Pseudonymization is a security technique for replacing sensitive data with realistic fictional data that:
- Cannot be attributed to a specific individual without additional information which, according to GDPR Article 4 (5), is to be “kept separately and subject to technical and organisation measures to ensure non-attribution to an identified or identifiable person.”
- Maintains referential integrity and statistical accuracy, thereby enabling business processes, development and testing systems, training programs, and analysis to operate normally.
Pseudonymization can be used when realistic data is needed for application development and testing environments, data warehousing, analytical data stores, training programs, or other business processes. It can also be used when exporting data to non-EU/EEA countries.
The GDPR both encourages pseudonymization and distinguishes it from anonymous data. Details are below.
GDPR encourages pseudonymization
The GDPR encourages pseudonymization for the following reasons.
- Article 6 (4) (e) permits processing personal data for a purpose other than originally intended, in “the existence of appropriate safeguards, which may include encryption or pseudonymization.” Other purposes can include profiling, business analysis, outsourcing data processing to non EU/EEA countries, and using for scientific, historical, and statistical purposes.
- Article 11 (2) exempts the Data Controller from complying with an individual’s rights to access, rectification, erasure, and data portability of his or her personal data (Articles 15 – 20), if the personal data can no longer be linked to the identified individual.
- Article 25 (1) makes pseudonymization a central feature of the requirement for data protection by design and by default.
- Article 32 (1) (a) makes pseudonymization an appropriate technical measure for ensuring the security of processing personal data.
- Article 34 (1) requires that, in the event of a security breach, Data Controllers notify identified individuals impacted by the breach. Since pseudonymization data is not linked to an identified individual, notification is not required unless the individual is identifiable due to:
- The pseudonymization key is disclosed in a security breach.
- The individual can be identified by linking pseudonymized and additional, non-pseudonymized information (e.g., birth date, gender, zip code).
- Article 40 (2) (d) encourages the use of Codes of Conduct that include pseudonymization.
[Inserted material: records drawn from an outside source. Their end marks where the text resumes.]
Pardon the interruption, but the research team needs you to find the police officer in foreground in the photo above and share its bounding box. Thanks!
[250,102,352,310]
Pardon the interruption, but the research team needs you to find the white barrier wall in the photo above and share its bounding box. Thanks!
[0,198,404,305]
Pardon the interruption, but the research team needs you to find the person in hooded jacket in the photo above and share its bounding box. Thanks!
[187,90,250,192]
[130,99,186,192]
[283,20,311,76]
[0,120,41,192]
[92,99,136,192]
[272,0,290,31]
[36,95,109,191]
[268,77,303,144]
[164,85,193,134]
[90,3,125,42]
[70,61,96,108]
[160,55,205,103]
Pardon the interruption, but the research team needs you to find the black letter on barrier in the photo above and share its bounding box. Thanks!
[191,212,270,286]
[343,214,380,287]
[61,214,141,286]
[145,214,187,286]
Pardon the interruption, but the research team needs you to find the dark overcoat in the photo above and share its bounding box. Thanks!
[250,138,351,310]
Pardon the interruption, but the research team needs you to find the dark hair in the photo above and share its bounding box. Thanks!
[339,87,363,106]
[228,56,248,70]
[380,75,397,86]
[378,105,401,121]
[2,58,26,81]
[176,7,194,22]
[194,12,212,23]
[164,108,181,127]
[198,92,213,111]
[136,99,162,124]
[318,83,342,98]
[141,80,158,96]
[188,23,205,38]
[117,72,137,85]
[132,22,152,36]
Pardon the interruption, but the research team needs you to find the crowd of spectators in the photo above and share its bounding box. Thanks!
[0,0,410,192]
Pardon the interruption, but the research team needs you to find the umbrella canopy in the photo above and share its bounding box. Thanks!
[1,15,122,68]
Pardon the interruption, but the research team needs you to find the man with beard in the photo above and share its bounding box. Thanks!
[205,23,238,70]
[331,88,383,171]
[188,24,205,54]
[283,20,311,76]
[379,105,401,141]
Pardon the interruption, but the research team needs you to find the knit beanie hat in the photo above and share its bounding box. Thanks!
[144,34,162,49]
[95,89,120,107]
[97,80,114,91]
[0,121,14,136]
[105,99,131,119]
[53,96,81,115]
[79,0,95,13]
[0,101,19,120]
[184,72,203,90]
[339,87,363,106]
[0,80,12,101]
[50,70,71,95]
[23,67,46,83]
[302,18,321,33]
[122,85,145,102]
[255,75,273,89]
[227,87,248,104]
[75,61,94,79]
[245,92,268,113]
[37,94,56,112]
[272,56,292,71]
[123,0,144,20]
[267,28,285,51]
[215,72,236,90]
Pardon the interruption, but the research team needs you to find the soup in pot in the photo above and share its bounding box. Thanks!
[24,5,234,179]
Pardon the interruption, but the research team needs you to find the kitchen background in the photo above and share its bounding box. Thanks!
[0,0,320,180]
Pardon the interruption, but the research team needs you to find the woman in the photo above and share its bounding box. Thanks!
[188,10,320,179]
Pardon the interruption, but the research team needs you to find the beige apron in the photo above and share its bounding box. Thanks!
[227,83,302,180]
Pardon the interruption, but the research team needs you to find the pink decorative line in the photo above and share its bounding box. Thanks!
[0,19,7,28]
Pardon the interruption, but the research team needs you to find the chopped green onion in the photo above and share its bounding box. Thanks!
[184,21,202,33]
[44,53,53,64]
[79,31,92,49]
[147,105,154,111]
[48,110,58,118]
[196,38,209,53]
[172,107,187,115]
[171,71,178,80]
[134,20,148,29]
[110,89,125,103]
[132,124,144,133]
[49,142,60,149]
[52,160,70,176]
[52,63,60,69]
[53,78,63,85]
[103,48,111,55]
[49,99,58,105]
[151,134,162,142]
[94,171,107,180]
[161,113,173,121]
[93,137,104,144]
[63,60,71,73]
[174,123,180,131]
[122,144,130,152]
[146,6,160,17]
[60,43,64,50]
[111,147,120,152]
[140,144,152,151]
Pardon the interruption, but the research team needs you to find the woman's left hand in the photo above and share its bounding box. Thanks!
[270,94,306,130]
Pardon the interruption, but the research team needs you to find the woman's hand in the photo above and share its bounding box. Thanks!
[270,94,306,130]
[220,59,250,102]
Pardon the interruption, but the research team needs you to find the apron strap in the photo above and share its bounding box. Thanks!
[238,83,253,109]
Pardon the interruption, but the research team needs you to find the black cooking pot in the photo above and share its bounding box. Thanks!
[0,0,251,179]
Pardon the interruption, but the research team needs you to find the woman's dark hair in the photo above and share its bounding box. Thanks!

- Article 89 (1) enables processing personal data for scientific, historical, and statistical purposes if the data is safeguarded by pseudonymization.
Pseudonymized data is not anonymous
Anonymized data permanently de-links personal data from a specific identified or identifiable person. For example, personal data is encrypted and the encryption key is destroyed. As such, GDPR implementation is not required for anonymous data.
However, pseudonymized data is not considered anonymous, since a specific individual can be identified if:
- The pseudonymized and additional, non-pseudonymized information are combined to identify the individual. For example, an employee receives performance review feedback where reviewers are identified by a number (e.g., Reviewer 123, Reviewer 456). The employee won’t know which specific co-worker said what, unless the employee can apply additional information (e.g., the feedback includes certain key phrases that are always used by a specific person).
- The pseudonymization key is disclosed in a security breach or other manner. Using the performance review example, the employee’s manager receives the performance review report where the actual name of each reviewer is visible. In this case, the pseudonymization key was made visible to the manager.
To address the fact that pseudonymized data is not anonymous, the GDPR requires the following:
- Recital 26 requires pseudonymized data be treated as personal data if a specific individual can be identified “by the use of additional information.” As such, appropriate and effective technological and organization measures must be implemented to protect the pseudonymized data.
- Recital 29 requires that pseudonymized and “additional information for attributing the personal data to a specific data subject” be kept separate.
- Recital 75 requires implementing appropriate technical safeguards (e.g., encryption, hashing, or tokenization) and organizational policies to prevent unauthorized reversal of pseudonymization.
Data masking and hashing are examples of pseudonymizing sensitive data. Data masking is the de facto standard for achieving pseudonymization. It replaces sensitive data with fictitious yet realistic data, which helps reduce data risk while preserving data utility. An example of data masking is below.
The pseudonymized data can now be safely used in application development and testing environments, training programs, and business and analysis processes within and beyond EU/EEA locations.